Education Secretary Michael Gove spoke of ‘militants itching for a fight’, a theme the billionaire press took up with its attacks on union ‘militants’ and ‘bullies’. This had no noticeable influence on the numbers who did take strike action. The government then tried to belittle the strike’s significance and size. Prime Minister David Cameron described it as a ‘damp squib’, while the press repeated figures on the spread of the action which were patently untrue: for instance, that 40% of schools remained open when the Department of Education itself said only 13% were fully open, with a further 13% partly open.

However, public sector trade union leaders are not due to meet until 14 December to discuss further action, a guarantee that nothing will happen until the New Year, probably not until February. Yet the ruling class attack continues. On top of forcing public sector workers to pay higher contributions to their pensions for a worse return, Chancellor Osborne told the House of Commons the day before the strike that pay rises for the public sector will be capped at 1% per year from 2012 to 2014. This will follow a 2-years pay freeze. The combination of increased pension contributions, pay cap and rising inflation will mean real take-home pay for many public sector workers will be cut by 15% by 2014. 710,000 more public sector workers are forecast to lose their jobs over the next six years. The struggle over pensions has to be broadened to include resistance against all public sector and state welfare cuts

It is evident that the response of the trade union leadership does not begin to measure up to the scale of the ruling class assault, and that they are trying to find some shoddy deal. The Fire Brigades Union had already decided not to ballot on industrial action because it was prepared to accept a compromise offer on the fire brigades pensions scheme. The TUC is endorsing this sectionalism by recommending that unions hold separate negotiations on individual schemes – for NHS workers, civil servants and so on. It is anxious to ensure that the issue is settled as soon as possible in case it triggers struggles against massive council cuts in the New Year.

Labour Party leader Ed Miliband made it clear that he opposed the strike beforehand. Unite General Secretary Len McCluskey described this as a ‘mistake’ yet in the same breath argued that Miliband ‘deserves our support for the new path he is setting for the party (Morning Star 27 November 2011). Genuflecting to the left, McCluskey then declared ‘one thing we are not going to do is meekly accept that the next Labour government might do as little for us as the last one.’ But what does this mean? He has accepted Miliband’s opposition to the strike, and his union has accepted Labour council cuts which have cost tens of thousands of jobs and has now accepted Balfour Beatty’s successful court challenge to the ballot on the electricians’ strike. His many previous calls for campaigns of mass civil disobedience clearly amount to nothing. Trade union leaders had no relationship to the independent actions that did take place on 30 November: the occupation of Xstrata headquarters by OccupyLSX supporters, or the rolling demonstration in Hackney which led to a brutal police attack and 42 arrests. ‘Writing off the Labour Party’, McCluskey says, ‘leads us nowhere.’ But it does take us somewhere: it allows us to take a stand against Labour councils and describe them as what they are: class enemies who need to be fought tooth and nail.
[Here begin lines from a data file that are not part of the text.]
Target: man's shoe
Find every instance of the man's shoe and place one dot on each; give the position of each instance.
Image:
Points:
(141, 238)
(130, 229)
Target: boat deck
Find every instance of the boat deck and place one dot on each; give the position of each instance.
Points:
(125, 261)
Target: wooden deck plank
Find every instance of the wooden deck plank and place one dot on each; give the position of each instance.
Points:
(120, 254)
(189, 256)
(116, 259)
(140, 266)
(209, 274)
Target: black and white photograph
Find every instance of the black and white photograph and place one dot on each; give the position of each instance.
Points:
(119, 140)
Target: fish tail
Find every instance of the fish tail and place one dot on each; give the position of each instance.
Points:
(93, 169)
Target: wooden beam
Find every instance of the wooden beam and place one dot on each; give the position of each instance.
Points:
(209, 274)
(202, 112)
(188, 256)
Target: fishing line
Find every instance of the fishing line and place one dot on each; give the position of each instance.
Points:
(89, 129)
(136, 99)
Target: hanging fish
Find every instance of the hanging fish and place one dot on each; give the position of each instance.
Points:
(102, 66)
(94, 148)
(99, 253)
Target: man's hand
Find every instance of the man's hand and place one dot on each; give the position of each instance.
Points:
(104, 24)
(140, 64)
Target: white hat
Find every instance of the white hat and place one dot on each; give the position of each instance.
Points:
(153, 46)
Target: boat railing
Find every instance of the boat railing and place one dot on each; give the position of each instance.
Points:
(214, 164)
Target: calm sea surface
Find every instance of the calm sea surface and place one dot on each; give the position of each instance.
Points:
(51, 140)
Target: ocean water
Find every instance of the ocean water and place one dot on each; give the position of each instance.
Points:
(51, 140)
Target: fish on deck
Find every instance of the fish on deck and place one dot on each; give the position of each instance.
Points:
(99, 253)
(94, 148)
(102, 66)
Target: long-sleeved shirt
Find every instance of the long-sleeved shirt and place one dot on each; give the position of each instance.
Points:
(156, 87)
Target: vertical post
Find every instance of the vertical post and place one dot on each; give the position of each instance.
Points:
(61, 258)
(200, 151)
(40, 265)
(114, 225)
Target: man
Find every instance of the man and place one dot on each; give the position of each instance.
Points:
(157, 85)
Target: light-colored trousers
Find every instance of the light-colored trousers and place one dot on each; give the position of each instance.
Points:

What of the strike itself? True, it was huge, and the demonstrations were in some cases very large. Yet they were also at a low political level and did not go beyond the bounds set by the trade union leadership. The sound of whistles, drums and vuvuzelas substituted for political slogans, which when chanted amounted to little more than ‘Tories out’. Labour party leaders, where they spoke, were listened to without challenge. In Manchester, Labour council leader Sir Richard Leece, responsible for ruthless budget cuts, received a round of applause when he was mentioned on the platform. In Newcastle, the rally at the end of the march was in a derelict industrial estate outside the city centre where marchers had to endure 45 minutes of a band playing before any speeches were made.  Socialist Worker’s headline on its strike special: ‘Millions go to war on the Tories’ was wishful thinking rather than a serious political assessment.   The limited politics and actions of 30 November has confirmed that a trend within the working class determined to act independently of the Labour Party or the trade union leadership has yet to emerge. This is what is needed if we are to make a real challenge to the ruling class over the attack on state welfare, public sector pensions, jobs and service cuts.